Denn da gibt es keine wohltemperierte Mitte, kein gedeckeltes Harmonieversprechen. Keine glattgeputzte Oberfläche der Wirklichkeit, die sich bequem konsumieren liesse. Stattdessen: Reibung, Widerstand, Glut. Vielleicht ist es bei mir – wie bei Kandinsky – ein herzhafter Widerstand gegen das Schrumpfen der Welt auf ihre Nützlichkeit. Gegen den bleiernen Alltag der Kleinstadt, gegen das endlose Kreisen um Belangloses. Die Kunst, so scheint es mir, ist mein Versuch, die «kriechende Nebelverfinsterung» abzuschütteln – jenes träge Dunkel, das sich wie Staub auf unsere Wahrnehmung legt.

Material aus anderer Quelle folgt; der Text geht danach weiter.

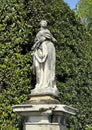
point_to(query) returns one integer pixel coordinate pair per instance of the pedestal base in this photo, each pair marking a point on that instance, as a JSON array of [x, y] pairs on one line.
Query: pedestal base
[[53, 126], [44, 116]]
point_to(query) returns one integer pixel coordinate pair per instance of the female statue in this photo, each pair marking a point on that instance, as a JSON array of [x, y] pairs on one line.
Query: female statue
[[44, 58]]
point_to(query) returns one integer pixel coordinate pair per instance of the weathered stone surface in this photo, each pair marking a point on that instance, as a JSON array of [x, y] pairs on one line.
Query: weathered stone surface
[[44, 116], [41, 99], [29, 126]]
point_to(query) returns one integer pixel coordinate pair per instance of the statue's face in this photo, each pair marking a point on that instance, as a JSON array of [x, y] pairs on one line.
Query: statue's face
[[43, 23]]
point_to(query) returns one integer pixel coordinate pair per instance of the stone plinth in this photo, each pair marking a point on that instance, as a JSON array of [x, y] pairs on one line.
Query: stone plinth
[[44, 116]]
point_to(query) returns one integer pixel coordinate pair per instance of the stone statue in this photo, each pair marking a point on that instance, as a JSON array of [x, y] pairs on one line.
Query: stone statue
[[44, 58]]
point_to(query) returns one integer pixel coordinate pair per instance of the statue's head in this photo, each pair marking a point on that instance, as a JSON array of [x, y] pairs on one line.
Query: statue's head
[[43, 23]]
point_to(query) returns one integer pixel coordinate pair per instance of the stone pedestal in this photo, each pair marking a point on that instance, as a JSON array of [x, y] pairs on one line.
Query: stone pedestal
[[44, 116]]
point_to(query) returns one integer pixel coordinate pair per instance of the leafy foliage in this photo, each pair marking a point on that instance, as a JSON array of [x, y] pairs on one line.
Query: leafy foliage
[[84, 7], [19, 25]]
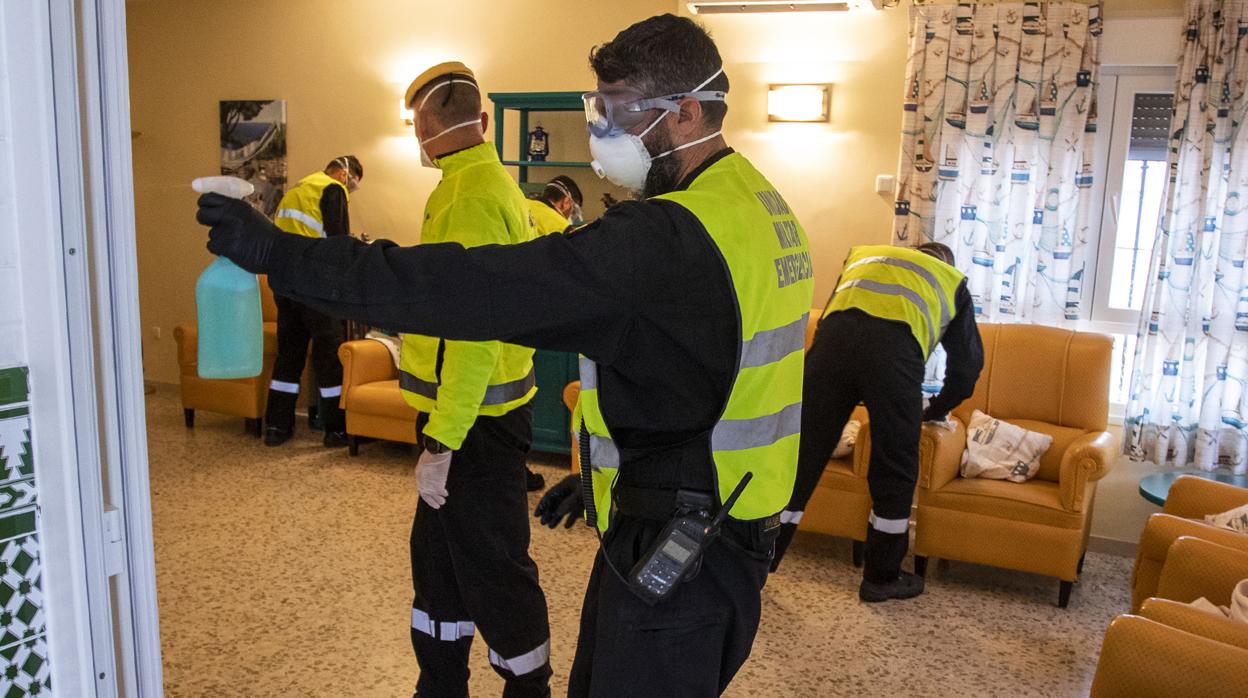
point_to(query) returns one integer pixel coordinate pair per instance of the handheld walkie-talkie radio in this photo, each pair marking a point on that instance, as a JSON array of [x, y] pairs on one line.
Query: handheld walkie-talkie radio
[[678, 551]]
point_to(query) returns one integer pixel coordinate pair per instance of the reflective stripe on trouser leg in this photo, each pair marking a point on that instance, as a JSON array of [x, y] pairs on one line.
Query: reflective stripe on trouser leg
[[448, 631], [790, 517], [524, 663], [889, 525]]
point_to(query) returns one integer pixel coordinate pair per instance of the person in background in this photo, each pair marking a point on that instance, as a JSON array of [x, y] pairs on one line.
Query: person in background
[[557, 207], [315, 207], [689, 306], [891, 307], [471, 565]]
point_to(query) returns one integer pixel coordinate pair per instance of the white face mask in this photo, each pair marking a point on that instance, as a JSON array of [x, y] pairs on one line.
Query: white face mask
[[623, 157], [352, 182], [424, 155]]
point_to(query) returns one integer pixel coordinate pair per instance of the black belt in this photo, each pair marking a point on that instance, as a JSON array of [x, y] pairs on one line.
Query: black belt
[[663, 505]]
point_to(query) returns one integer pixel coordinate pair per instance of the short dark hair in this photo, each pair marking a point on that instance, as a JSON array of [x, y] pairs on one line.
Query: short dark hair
[[664, 55], [937, 250], [353, 165], [456, 103], [552, 192]]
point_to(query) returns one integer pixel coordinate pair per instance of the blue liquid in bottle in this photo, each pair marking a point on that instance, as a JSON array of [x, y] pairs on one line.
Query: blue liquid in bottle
[[231, 325]]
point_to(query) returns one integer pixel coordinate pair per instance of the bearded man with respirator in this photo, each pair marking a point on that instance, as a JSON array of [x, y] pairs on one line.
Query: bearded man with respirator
[[689, 307]]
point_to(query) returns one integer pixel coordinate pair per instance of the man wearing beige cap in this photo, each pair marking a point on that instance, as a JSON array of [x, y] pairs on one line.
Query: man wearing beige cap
[[471, 566]]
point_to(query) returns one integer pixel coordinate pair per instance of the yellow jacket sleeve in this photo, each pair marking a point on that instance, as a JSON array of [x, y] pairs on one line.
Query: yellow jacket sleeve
[[466, 366]]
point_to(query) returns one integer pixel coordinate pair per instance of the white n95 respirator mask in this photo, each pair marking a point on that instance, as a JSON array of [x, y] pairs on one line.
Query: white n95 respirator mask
[[424, 155], [622, 157]]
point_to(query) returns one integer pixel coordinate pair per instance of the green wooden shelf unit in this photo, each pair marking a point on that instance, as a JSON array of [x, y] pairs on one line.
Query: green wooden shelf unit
[[554, 370], [526, 104]]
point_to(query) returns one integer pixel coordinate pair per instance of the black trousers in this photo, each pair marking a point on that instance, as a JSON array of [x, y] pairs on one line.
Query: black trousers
[[690, 644], [472, 571], [856, 357], [296, 326]]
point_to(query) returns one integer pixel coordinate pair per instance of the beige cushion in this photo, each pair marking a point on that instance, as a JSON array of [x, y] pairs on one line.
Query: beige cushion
[[1234, 520], [997, 450]]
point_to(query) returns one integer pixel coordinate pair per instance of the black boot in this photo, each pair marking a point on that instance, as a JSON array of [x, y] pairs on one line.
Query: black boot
[[335, 422], [882, 578], [534, 481], [280, 417]]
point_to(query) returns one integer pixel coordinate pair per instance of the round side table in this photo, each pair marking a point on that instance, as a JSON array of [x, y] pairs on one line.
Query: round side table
[[1155, 487]]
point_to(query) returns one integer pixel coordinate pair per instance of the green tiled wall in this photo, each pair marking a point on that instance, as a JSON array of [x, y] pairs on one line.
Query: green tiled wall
[[23, 642]]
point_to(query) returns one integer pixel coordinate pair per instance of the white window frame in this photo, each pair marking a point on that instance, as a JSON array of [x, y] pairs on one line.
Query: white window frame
[[66, 73], [1118, 85], [1118, 89]]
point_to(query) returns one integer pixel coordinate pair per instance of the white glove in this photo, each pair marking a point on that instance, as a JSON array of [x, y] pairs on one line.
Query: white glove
[[431, 477]]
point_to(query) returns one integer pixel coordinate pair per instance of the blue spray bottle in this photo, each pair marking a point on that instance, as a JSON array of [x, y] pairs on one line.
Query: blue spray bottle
[[227, 302]]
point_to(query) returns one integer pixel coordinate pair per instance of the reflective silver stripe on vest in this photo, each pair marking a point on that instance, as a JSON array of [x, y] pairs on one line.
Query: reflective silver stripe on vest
[[498, 393], [946, 316], [446, 631], [526, 663], [739, 435], [588, 371], [419, 386], [503, 393], [773, 345], [295, 214], [603, 452], [895, 290]]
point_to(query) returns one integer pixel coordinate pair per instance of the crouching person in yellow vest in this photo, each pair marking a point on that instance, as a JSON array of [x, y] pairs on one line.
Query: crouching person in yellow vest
[[315, 207], [557, 207], [889, 311], [471, 567]]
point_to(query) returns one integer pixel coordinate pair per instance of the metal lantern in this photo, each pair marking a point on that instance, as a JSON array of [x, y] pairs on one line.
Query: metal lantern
[[539, 144]]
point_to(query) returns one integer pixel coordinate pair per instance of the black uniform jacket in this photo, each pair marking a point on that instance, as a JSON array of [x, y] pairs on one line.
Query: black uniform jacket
[[643, 291]]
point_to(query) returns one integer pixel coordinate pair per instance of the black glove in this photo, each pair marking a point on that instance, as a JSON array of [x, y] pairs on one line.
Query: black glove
[[237, 231], [562, 500]]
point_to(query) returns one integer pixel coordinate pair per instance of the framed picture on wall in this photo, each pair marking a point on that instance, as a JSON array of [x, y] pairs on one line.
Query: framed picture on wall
[[253, 147]]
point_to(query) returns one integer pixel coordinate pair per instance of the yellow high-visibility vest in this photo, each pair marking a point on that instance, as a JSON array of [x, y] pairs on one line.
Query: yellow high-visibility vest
[[300, 209], [768, 262], [900, 284], [477, 202]]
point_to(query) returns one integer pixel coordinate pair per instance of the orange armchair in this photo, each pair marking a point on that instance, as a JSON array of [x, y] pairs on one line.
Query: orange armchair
[[1170, 648], [1189, 500], [1046, 380], [241, 397], [371, 397]]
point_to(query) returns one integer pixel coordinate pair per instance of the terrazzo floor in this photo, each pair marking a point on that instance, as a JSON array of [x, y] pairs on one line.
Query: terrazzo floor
[[283, 572]]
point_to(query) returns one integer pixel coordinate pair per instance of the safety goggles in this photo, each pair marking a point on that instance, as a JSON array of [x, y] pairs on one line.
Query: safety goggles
[[612, 114]]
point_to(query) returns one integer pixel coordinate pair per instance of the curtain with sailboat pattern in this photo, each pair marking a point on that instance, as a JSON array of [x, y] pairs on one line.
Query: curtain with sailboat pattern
[[997, 146], [1188, 403]]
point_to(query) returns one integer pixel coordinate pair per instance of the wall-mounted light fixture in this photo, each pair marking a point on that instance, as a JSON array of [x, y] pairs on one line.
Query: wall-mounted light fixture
[[805, 104], [751, 6]]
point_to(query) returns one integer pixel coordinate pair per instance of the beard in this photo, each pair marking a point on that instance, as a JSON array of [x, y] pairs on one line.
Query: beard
[[664, 172]]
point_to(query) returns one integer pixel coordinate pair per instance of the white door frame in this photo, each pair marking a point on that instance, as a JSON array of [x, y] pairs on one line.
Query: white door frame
[[71, 171]]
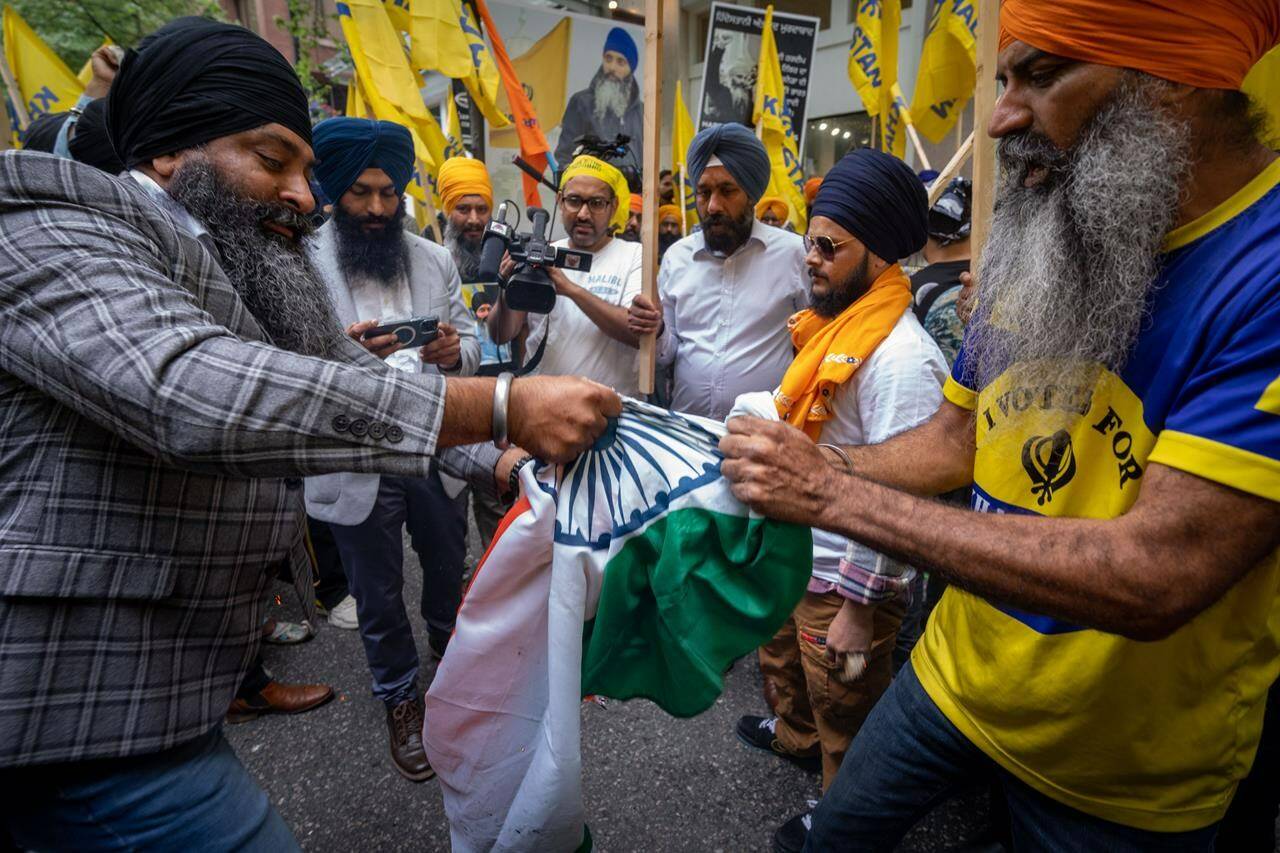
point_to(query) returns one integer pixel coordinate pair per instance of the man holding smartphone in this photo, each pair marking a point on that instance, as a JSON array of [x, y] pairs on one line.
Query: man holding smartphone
[[378, 274]]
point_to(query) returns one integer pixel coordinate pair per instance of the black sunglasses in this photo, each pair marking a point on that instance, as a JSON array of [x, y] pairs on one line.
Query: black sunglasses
[[826, 245]]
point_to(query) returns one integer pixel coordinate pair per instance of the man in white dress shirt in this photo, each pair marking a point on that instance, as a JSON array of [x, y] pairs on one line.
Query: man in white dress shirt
[[378, 272], [727, 290]]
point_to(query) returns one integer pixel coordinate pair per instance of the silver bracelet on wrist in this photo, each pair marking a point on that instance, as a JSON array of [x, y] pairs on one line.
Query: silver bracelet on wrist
[[842, 455], [501, 400]]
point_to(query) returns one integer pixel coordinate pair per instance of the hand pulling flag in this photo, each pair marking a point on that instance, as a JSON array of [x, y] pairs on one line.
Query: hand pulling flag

Wenn mir das gelingt – und sei es nur für einen Moment – bin ich ein Stück weiter in meinem inneren Labyrinth. Ein Labyrinth aus Hintersinn, Tiefgang, Aufbegehren. Und wer weiss: Vielleicht begegnet mir auf diesem verschlungenen Pfad der gefallene Blaue Reiter Kandinskys erneut. Vielleicht lehnt er an einer Wegbiegung, wischt sich den Stirnschweiss der Geschichte ab und murmelt: «Denk dran, Miriam – der Künstler muss blind sein für erkannte und unerkannte Formen. Taub für die Lehren und Wünsche seiner Zeit. Seine offenen Augen gehören dem Innen. Seine Ohren – der Stimme der inneren Notwendigkeit.»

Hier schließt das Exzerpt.